Introduction

Current formulas that estimate the delivered dose of hemodialysis rely upon pre- and post-treatment blood urea nitrogen (BUN) concentrations for calculation [1]. The effect of post-dialysis urea rebound on the calculation of Kt/V has been the subject of significant recent research [28]. The relatively rapid removal of BUN during hemodialysis causes BUN concentration disequilibrium between intracellular (ICF) and extracellular (ECF) fluid spaces. The ECF BUN concentration rebounds in a logarithmic fashion for 1 h after the hemodialysis treatment as BUN equilibrates between the ICF and ECF. Since Kt/V calculation is based in part on the post-hemodialysis BUN level, urea rebound has a significant impact upon the calculation of the delivered dose of hemodialysis. While single-pool kinetic modeling (spKt/V) uses a convenient 30-s post-dialysis BUN sample, it does not take urea rebound into account. Double-pool modeling (eKt/V) uses an equilibrated BUN (eqBUN) and is the best reflection of the true urea mass removed by hemodialysis. However, it is inconvenient for patients and costly to the dialysis unit to wait 1 hour post-dialysis to obtain an eqBUN sample.

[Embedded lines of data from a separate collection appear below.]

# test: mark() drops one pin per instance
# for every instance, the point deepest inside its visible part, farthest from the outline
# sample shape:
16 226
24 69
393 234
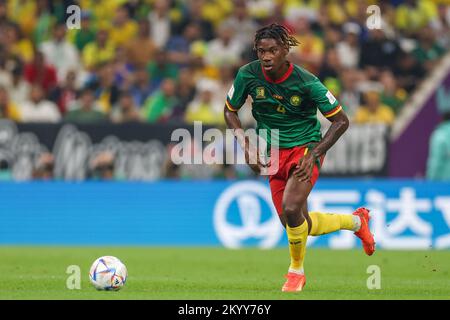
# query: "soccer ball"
108 273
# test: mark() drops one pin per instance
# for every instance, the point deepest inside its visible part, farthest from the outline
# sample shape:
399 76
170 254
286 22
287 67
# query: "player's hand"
252 159
303 171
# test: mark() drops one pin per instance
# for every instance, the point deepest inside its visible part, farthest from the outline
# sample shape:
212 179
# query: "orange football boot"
364 232
295 282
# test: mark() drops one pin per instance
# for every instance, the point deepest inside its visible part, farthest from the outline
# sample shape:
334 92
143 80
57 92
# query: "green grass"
216 273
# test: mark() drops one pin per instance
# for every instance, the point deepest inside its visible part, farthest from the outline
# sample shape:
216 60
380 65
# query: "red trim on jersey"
230 107
283 78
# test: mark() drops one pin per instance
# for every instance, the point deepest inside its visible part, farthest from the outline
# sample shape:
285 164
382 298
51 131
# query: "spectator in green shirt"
428 51
86 111
438 166
160 105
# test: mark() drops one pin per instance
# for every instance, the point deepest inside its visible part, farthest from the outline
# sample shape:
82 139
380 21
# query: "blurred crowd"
175 60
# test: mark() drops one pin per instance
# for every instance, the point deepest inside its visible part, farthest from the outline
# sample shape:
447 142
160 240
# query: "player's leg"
358 222
294 199
277 186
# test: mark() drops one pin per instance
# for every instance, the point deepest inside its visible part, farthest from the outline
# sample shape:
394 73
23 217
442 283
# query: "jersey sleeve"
238 93
324 99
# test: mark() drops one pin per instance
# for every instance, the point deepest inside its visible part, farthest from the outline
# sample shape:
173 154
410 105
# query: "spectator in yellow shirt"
19 45
374 112
310 53
123 28
412 15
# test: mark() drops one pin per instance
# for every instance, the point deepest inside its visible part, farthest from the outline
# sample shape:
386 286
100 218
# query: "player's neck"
280 73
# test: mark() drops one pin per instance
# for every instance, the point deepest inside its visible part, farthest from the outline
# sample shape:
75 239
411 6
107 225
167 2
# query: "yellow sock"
323 223
297 237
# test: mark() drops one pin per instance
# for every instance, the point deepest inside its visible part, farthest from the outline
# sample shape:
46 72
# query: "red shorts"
288 159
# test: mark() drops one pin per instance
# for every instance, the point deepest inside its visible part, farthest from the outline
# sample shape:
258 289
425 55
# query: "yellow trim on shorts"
230 107
333 112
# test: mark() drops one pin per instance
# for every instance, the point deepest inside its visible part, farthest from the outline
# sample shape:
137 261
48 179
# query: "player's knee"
292 210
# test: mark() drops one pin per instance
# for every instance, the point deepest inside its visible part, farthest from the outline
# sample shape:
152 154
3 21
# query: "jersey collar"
283 78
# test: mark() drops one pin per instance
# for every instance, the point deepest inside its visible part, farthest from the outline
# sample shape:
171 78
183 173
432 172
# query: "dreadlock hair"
278 32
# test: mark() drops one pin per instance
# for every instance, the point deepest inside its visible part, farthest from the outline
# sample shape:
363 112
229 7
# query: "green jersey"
288 104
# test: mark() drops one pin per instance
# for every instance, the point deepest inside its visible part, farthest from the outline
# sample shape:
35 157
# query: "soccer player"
286 97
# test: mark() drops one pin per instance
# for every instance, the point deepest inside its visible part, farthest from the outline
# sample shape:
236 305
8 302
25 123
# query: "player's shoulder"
251 69
304 75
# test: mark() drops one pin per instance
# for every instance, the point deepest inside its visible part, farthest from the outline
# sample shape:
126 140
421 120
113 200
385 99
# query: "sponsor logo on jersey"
295 100
260 93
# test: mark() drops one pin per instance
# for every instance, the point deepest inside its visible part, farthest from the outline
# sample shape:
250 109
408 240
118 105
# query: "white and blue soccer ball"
108 273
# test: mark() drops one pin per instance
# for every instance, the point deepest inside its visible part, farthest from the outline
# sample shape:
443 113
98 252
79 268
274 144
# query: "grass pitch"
217 273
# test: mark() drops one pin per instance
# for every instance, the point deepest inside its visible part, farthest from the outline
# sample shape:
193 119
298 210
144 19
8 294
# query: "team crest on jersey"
295 100
278 97
260 93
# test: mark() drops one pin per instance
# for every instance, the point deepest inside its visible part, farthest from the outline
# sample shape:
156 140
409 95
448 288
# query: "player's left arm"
333 111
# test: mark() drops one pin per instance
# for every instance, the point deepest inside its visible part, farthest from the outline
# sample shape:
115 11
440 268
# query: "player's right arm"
235 99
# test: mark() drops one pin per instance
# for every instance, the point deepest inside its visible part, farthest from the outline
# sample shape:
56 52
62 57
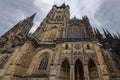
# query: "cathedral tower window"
93 70
43 63
53 33
74 32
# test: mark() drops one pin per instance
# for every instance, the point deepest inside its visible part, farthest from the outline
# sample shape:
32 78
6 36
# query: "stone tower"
16 35
60 49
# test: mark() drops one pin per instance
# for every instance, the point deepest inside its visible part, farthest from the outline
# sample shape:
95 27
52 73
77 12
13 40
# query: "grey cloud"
109 15
101 12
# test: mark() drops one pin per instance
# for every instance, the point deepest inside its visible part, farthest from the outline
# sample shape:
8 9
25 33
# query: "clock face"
77 46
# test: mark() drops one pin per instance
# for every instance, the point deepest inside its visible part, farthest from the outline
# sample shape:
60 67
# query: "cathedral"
61 48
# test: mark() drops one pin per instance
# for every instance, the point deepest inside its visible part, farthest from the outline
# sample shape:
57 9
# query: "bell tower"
53 26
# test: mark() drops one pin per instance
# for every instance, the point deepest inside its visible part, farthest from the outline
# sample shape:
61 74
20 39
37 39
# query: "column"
58 73
86 72
99 72
72 72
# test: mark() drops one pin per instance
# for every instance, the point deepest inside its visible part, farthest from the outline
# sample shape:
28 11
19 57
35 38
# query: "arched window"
74 32
53 33
79 73
93 73
65 70
43 63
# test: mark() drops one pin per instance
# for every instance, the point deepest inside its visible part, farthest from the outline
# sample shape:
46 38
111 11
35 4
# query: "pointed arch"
53 33
79 73
93 73
65 70
44 62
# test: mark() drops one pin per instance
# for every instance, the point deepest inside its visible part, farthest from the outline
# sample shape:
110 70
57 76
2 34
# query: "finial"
32 17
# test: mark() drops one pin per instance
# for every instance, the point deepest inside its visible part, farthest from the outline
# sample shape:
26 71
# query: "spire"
109 34
118 34
32 17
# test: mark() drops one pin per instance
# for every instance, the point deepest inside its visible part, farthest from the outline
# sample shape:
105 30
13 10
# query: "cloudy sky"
102 13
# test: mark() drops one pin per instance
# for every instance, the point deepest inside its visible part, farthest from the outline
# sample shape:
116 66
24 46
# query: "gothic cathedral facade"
60 49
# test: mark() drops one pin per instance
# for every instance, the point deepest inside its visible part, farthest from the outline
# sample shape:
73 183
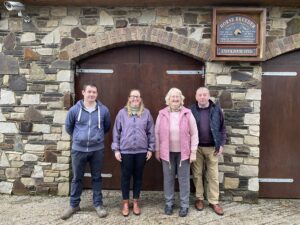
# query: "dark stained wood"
280 125
142 67
145 3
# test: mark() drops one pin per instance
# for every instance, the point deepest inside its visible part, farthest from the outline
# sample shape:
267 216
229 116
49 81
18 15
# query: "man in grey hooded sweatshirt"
87 122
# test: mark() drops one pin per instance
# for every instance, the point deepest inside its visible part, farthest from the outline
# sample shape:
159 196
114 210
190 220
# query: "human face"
90 94
175 101
135 98
202 97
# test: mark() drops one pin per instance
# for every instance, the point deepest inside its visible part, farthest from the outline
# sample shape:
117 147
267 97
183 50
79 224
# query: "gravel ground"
35 210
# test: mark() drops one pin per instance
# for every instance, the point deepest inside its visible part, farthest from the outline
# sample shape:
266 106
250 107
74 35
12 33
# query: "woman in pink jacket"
176 145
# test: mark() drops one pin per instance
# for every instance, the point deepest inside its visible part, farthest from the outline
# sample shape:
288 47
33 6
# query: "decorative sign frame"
238 34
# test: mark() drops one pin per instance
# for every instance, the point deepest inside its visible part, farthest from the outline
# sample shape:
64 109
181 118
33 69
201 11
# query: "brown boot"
125 209
136 208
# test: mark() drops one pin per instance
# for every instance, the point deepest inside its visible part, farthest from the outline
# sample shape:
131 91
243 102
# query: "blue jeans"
132 165
79 161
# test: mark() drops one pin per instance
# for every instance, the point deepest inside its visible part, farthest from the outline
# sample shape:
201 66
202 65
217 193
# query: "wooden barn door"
151 69
279 166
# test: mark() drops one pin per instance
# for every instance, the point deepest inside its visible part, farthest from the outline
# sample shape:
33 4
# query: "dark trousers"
132 165
79 161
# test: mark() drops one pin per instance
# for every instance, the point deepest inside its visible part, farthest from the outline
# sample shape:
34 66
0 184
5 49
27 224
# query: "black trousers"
132 165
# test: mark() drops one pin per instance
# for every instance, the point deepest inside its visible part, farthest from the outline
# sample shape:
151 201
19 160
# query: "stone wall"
37 85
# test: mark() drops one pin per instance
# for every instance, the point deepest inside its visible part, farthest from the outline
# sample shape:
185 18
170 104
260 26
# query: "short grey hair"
171 92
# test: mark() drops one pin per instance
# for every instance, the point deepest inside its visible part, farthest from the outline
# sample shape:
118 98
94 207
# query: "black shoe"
168 210
183 211
69 212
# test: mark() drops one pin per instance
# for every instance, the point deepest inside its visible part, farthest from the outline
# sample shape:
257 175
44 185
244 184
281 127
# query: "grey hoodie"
87 129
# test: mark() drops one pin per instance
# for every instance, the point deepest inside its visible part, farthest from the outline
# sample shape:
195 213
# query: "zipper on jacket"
89 132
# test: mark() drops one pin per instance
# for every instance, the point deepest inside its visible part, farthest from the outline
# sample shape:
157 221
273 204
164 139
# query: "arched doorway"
151 69
280 124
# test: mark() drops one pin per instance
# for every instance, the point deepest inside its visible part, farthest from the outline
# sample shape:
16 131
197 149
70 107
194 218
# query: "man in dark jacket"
87 122
212 137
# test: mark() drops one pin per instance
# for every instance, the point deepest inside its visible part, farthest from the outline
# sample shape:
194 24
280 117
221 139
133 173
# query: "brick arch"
283 45
136 35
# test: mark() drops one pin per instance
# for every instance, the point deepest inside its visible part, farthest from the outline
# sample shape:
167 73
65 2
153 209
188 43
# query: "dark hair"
91 85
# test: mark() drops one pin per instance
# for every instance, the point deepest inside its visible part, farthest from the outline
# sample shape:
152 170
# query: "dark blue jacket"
216 121
87 129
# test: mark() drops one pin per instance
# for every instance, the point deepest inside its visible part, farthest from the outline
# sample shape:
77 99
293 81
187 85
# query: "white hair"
173 91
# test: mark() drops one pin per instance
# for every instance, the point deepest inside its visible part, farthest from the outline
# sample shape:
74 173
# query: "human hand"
219 152
157 156
118 156
149 155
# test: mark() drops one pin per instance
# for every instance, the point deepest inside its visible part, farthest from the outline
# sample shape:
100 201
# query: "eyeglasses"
134 96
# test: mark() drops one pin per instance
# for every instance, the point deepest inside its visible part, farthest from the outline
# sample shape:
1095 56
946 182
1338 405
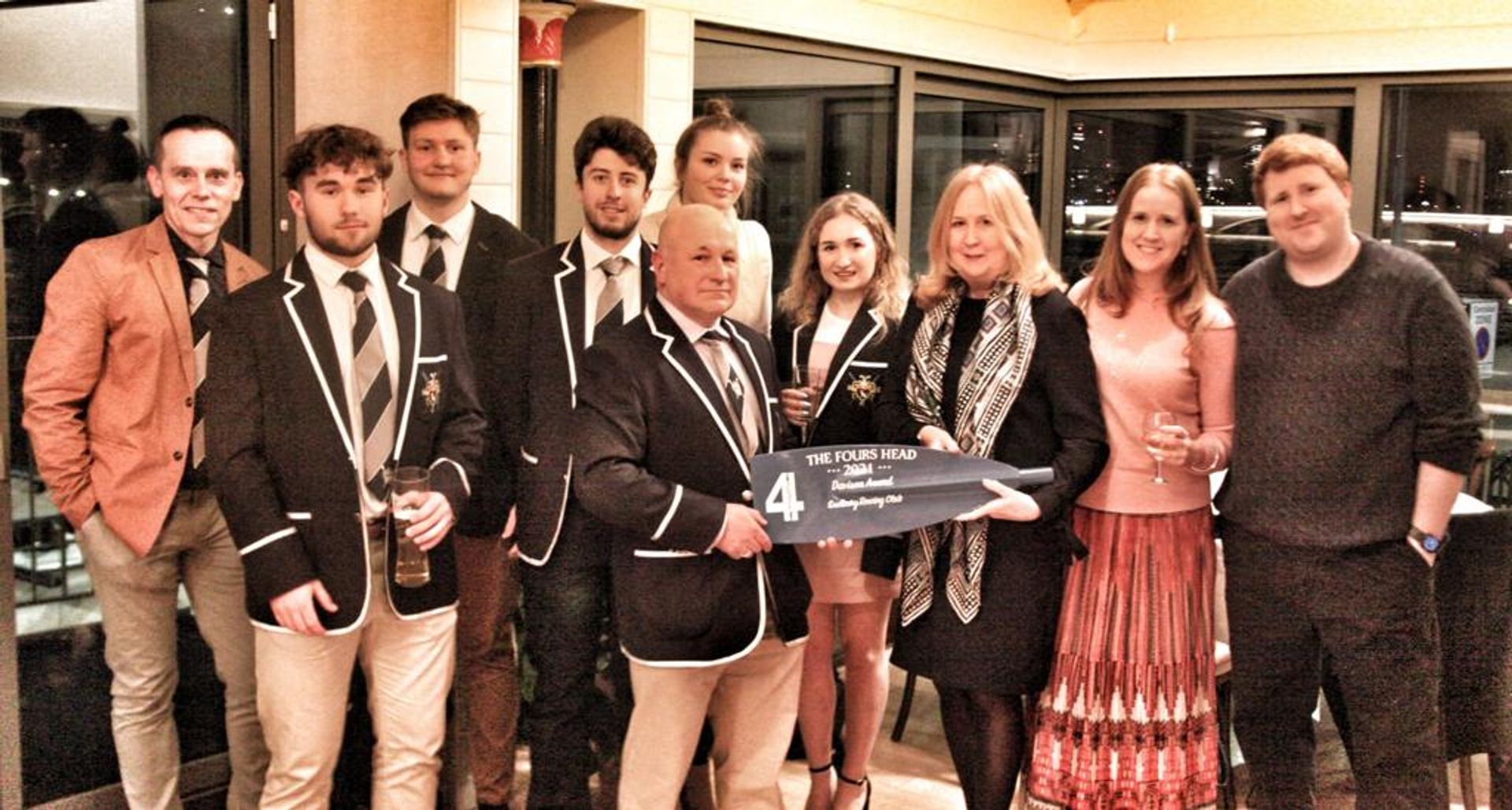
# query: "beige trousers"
302 697
139 611
752 705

Several formulas have been developed to approximate double-pool equilibrated Kt/V without obtaining a measured eqBUN [3, 4, 6].

No large-scale study has examined the differences between spKt/V and eKt/V measurement in pediatric patients receiving hemodialysis. We utilized data from the Centers for Medicare & Medicaid Services (CMS) End Stage Renal Disease (ESRD) Clinical Performance Measures (CPM) Project to calculate both spKt/V and estimate eKt/V in a large cohort of pediatric patients receiving maintenance hemodialysis. The aims of the current study were to (1) determine the differences between spKt/V and estimated eKt/V, (2) determine if hemodialysis access affects Kt/V calculation, and (3) assess if management of the hemodialysis prescription would differ based on whether delivered hemodialysis doses were measured by spKt/V versus estimated eKt/V.

Methods

Patient population

Since 1999, the CMS ESRD CPM Project has collected data on all pediatric in-center hemodialysis patients in the United States aged from 12 years up to but not including 18 years. Since study year 2002, the ESRD CPM Project has included data from all in-center pediatric hemodialysis patients less than 18 years of age. We included data from all pediatric patients aged 0–18 years in the CPM database.

Data collection methods

All in-center hemodialysis patients <18 years old (hereafter referred to as pediatric patients) identified by the 18 ESRD Networks (regional organizations contracted by CMS to perform quality oversight activities to assure the appropriateness of services and protection for dialysis patients) as receiving hemodialysis on 31 December 2002 were entered into the study. During May 2003, a three-page data collection form was sent to each facility that had one or more pediatric patients receiving maintenance hemodialysis. The use of these forms was authorized through the National Institutes of Health clinical exemption process. Descriptive information on each selected patient and hemodialysis facility was printed on gummed labels and sent to the individual ESRD Networks along with the forms to be used to collect data. Clinical information in the patients’ medical records was abstracted for each pediatric patient who was receiving in-center hemodialysis during the months of October, November, and December 2002. ESRD CPM data relevant for the current study included: patient age, vascular access information, pre- and post-dialysis weight, pre- and post-dialysis BUN concentrations, and dialysis session lengths for spKt/V and estimated eKt/V calculations.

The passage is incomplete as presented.